A faxineira, que cobra 12 libras por hora e chega a trabalhar 10 horas por dia, diz ainda estar preocupada com aumento do rigor para pessoas em situação ilegal no país. “Eu já tive a imigração (funcionários do órgão) na minha porta. Eles tocaram a campainha por 40 minutos e eu não atendi e depois mudei de endereço. Ando em alerta na rua e evito locais em que possam ocorrer brigas para não ser pega pela imigração. Com essa ruptura com a União Europeia, vou ficar ainda mais atenta porque tenho medo de ser deportada”, disse. Ela acredita que, como o cerco deve se fechar para imigrantes da União Europeia, brasileiros e pessoas e outras nacionalidades podem ser afetados por essa decisão na hora de passar pela fronteira da Inglaterra. “Com isso, penso que a corrupção que já existe, de venda de passaporte ilegal e casamentos pagos, deve aumentar”, avalia.

IMIGRAÇÃO
Outro aspecto levantado por brasileiros a respeito da ruptura do Reino Unido com a União Europeia é o que eles classificam como “limpeza étnica”. Na avaliação do chef de cozinha Aquiles Campos, de 47 anos, mineiro natural de Belo Horizonte, que vive legalmente em Londres há dois anos, o resultado do referendo não é um retrato do que pensam os moradores de Londres, mas sim do tradicionalismo do povo do interior. “Londres é uma cidade completamente aberta aos imigrantes”, observa. “Esse é um pensamento de uma direita conservadora, de moradores do interior da Inglaterra que de tanto valorizar sua cultura chegam a ser preconceituosos com pessoas que vêm de fora”, disse o mineiro, que no último domingo participava de um encontro de brasileiros com europeus no Hide Park, no Centro de Londres.

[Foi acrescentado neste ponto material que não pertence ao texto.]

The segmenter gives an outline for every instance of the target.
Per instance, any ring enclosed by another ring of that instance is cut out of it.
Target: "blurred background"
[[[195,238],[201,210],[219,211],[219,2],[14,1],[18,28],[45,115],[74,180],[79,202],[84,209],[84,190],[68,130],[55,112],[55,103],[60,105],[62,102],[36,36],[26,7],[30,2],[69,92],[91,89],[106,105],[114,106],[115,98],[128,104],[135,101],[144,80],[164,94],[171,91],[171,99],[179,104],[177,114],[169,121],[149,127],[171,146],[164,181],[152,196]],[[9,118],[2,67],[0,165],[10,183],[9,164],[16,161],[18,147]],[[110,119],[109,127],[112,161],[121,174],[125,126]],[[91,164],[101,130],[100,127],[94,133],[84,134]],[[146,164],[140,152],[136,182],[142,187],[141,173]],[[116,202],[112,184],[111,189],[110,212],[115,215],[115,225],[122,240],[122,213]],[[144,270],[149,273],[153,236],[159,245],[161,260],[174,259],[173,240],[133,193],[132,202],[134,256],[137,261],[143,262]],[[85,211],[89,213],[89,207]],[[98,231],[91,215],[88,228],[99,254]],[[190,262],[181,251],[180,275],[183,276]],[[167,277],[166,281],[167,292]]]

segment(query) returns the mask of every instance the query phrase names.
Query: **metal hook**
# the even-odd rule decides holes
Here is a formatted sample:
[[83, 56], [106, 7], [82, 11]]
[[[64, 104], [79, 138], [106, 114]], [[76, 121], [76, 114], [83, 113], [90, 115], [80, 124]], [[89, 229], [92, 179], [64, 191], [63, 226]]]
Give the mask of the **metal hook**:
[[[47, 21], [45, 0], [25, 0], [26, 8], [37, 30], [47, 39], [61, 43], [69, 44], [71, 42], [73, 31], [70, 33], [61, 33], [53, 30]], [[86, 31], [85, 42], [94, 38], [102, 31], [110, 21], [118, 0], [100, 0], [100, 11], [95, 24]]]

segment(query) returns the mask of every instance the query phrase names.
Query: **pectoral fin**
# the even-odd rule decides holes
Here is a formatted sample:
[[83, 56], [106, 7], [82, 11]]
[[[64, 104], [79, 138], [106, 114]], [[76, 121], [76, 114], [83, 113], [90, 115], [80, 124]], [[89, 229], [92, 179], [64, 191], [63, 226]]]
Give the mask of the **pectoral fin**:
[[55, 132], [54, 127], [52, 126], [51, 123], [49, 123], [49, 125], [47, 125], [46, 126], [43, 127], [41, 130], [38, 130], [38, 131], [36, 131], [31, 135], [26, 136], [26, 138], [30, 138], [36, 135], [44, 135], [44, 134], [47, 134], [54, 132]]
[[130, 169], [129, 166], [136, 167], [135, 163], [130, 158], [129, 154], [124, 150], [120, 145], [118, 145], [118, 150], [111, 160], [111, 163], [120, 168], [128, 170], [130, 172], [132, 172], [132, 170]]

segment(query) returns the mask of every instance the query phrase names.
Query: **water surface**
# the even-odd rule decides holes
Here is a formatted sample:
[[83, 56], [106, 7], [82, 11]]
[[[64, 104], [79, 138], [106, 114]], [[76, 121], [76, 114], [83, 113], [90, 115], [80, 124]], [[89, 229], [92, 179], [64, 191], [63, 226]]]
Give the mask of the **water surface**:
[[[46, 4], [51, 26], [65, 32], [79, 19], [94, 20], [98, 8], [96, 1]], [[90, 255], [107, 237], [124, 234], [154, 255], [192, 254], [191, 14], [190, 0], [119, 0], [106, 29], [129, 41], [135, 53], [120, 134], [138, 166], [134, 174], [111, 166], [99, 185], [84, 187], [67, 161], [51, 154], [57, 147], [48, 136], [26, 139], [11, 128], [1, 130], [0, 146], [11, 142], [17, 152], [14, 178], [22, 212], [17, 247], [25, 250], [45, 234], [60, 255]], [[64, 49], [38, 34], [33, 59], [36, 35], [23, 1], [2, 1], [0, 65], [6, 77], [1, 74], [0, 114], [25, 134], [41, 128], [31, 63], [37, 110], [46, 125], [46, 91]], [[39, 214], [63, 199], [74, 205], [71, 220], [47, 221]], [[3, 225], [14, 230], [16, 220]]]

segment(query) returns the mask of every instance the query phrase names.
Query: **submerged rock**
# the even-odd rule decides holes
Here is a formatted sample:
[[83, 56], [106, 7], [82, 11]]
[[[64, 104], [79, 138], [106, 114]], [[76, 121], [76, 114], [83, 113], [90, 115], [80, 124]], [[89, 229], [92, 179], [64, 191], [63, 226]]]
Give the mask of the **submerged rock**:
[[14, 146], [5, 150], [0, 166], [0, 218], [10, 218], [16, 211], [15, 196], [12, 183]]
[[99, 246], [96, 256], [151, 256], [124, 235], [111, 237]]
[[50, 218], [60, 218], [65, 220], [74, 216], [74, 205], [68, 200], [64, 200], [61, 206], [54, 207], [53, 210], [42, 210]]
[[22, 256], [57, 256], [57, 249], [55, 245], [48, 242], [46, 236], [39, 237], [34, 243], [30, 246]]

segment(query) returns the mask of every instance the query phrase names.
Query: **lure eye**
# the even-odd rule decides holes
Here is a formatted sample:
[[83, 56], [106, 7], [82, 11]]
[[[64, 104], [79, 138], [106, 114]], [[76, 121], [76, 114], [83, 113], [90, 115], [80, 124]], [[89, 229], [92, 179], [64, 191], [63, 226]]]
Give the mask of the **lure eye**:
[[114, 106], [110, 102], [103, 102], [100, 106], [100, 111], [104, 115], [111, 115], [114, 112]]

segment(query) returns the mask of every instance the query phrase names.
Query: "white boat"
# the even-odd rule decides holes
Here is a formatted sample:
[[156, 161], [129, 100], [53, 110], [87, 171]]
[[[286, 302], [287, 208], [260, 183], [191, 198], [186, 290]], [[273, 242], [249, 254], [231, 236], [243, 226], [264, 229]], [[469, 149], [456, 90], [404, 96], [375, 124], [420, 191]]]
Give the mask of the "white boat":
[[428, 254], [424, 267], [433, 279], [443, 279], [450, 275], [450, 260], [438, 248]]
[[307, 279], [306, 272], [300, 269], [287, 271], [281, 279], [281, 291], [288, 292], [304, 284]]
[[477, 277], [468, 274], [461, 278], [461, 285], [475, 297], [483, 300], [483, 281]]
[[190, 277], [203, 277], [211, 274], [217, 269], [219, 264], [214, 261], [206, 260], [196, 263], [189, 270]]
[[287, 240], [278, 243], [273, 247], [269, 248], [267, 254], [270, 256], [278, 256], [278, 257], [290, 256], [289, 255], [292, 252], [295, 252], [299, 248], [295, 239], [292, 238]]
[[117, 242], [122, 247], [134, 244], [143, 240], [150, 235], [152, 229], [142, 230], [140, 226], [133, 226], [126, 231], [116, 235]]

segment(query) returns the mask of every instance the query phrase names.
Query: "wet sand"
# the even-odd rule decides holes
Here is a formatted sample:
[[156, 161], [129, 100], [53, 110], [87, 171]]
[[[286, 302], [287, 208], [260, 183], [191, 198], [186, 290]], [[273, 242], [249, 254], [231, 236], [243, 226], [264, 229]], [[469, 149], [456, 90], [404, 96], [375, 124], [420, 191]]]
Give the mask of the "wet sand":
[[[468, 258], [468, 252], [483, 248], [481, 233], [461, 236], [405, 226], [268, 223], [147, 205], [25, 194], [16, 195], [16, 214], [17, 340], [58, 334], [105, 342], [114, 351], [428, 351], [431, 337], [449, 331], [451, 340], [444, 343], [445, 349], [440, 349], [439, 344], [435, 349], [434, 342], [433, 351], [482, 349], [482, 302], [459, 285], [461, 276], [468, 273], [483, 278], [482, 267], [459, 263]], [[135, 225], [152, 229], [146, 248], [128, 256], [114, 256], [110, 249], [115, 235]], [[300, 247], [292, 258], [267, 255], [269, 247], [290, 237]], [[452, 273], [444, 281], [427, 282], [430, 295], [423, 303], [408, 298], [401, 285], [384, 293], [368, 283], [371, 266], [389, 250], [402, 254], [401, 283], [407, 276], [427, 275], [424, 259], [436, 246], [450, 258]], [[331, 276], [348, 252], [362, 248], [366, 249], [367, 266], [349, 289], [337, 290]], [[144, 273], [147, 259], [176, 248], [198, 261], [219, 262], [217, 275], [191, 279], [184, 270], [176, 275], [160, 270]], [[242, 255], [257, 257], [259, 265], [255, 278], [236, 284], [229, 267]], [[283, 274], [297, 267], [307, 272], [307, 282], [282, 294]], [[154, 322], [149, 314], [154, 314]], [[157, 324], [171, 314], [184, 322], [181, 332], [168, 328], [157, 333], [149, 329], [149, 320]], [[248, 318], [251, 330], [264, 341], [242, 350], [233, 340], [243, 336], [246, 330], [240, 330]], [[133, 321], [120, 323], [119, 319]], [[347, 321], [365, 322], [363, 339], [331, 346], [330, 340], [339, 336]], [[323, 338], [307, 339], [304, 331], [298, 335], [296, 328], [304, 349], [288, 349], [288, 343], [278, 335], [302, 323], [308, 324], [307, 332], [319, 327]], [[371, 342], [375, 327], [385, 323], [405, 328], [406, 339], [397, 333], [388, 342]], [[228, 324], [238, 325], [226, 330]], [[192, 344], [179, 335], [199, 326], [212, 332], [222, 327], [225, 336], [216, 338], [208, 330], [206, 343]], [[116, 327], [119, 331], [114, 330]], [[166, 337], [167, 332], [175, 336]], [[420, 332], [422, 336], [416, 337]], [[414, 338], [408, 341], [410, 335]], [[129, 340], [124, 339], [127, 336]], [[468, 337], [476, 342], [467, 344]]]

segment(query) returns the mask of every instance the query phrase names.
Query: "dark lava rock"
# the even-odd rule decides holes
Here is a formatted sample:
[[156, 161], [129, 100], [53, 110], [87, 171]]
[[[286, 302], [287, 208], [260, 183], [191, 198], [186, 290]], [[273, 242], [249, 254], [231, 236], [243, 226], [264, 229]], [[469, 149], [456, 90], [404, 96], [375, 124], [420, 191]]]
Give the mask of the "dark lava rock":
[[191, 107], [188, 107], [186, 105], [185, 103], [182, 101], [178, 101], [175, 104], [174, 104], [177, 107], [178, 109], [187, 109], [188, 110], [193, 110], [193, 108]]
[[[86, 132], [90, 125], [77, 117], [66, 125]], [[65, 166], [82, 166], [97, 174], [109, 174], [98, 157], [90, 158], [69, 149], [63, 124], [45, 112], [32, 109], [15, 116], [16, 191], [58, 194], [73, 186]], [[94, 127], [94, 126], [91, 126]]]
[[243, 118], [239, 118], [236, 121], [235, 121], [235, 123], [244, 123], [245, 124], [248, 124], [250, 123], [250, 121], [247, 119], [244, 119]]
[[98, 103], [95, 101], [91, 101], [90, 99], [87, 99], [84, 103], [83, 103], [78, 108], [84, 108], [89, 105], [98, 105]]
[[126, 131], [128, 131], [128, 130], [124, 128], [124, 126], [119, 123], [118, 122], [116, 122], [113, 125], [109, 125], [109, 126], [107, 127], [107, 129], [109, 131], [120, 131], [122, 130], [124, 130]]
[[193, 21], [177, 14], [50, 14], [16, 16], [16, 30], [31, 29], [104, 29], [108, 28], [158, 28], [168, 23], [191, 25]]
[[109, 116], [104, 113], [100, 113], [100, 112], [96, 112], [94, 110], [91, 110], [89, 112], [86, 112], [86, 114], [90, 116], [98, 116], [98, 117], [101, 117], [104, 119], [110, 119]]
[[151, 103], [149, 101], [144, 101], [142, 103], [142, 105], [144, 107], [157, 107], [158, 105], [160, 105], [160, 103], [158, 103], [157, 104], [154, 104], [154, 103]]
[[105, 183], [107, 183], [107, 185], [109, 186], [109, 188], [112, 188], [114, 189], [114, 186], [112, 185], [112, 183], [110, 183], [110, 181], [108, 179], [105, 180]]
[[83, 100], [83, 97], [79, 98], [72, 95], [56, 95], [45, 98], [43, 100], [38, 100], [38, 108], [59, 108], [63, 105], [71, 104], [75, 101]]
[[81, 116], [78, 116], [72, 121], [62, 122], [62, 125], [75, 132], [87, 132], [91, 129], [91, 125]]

A gaúcha Juliana Wernes e Aquiles Campos, de Belo Horizonte, dançam no Hide Park, em Londres, e concordam que preconceito é maior no interior (foto: Valquíria Lopes/EM/D.A/Press)
A gaúcha Juliana Wernes e Aquiles Campos, de Belo Horizonte, dançam no Hide Park, em Londres, e concordam que preconceito é maior no interior (foto: Valquíria Lopes/EM/D.A/Press)
No mesmo evento, a bailarina gaúcha Juliana Wernes, de 31, disse ter entendimento parecido. “Londres não teve a mesma posição que a maioria do Reino Unido teve. Vejo que o motivo maior da saída do bloco é a xenofobia”, contou a brasileira, que chegou a Londres em fevereiro e tem um visto de turista.

Já o mineiro Edson Silvério Cruz, de 45, natural de Ipatinga, no Vale do Aço e que há três meses trabalha como motorista de uma empresa de peças automotivas em Londres, acha importante a rediscussão do sistema que une o bloco. Edson vivia na Itália antes de se mudar para Londres e já acumula 17 anos de vida na Europa. “Vejo que há uma preocupação da Inglaterra em controlar melhor a imigração, mas não acredito que vão fazer uma caçada a imigrantes na rua”, afirmou.

Enquanto isso....riscos em cascata


Ontem, o Banco da Inglaterra tomou medidas para movimentar a economia britânica e enfrentar os efeitos adversos do Brexit, que obrigaram dois fundos de investimentos imobiliários a suspender as atividades para frear a retirada de capitais. A primeira emissão da dívida britânica desde o referendo teve os juros mais baixos da história. O Comitê de Política Financeira da instituição decidiu rebaixar os fundos que os bancos devem salvaguardar para enfrentar turbulências. As medidas deveriam servir para que sejam destinados cerca de 150 bilhões de libras (US$ 197,24 bilhões) adicionais a empréstimos a famílias e empresas. Para conseguir isso, o BoE reduziu de 0,5% para 0% o colchão financeiro exigido dos bancos para contingências. Foi a terceira intervenção feita desde o Brexit. Também ontem, a ministra britânica do Interior, Theresa May, confirmou que é a favorita para substituir o primeiro-ministro David Cameron com sua vitória na primeira rodada da votação para a sucessão. Atrás de May está a ministra da Energia, Andrea Leadsom; seguida pelo ministro da Justiça, Michael Gove. A decisão deve sair em setembro.

Porta menos aberta

Entre os brasileiros, aqueles naturalizados em países da União Europeia que não incluam a Grã-Bretanha podem ser os mais afetados pelo Brexit. Essa é a avaliação do consultor de imigração da Associação Brasileira do Reino Unido (Abras), com sede em Londres, Ricardo Zagotto. A declaração faz parte de entrevista à rede de rádio brasileira CBN, publicada na página da entidade na internet. Segundo ele, como a livre movimentação entre moradores dos países do grupo deixará de ocorrer, é possível que a entrada seja mais difícil. “A previsão é que o próprio europeu tenha que pedir o visto. Ainda não se sabe o quão demorado isso será e quais serão os requisitos, mas se isso ocorrer, os brasileiros naturalizados em países-membros também serão afetados”, destacou.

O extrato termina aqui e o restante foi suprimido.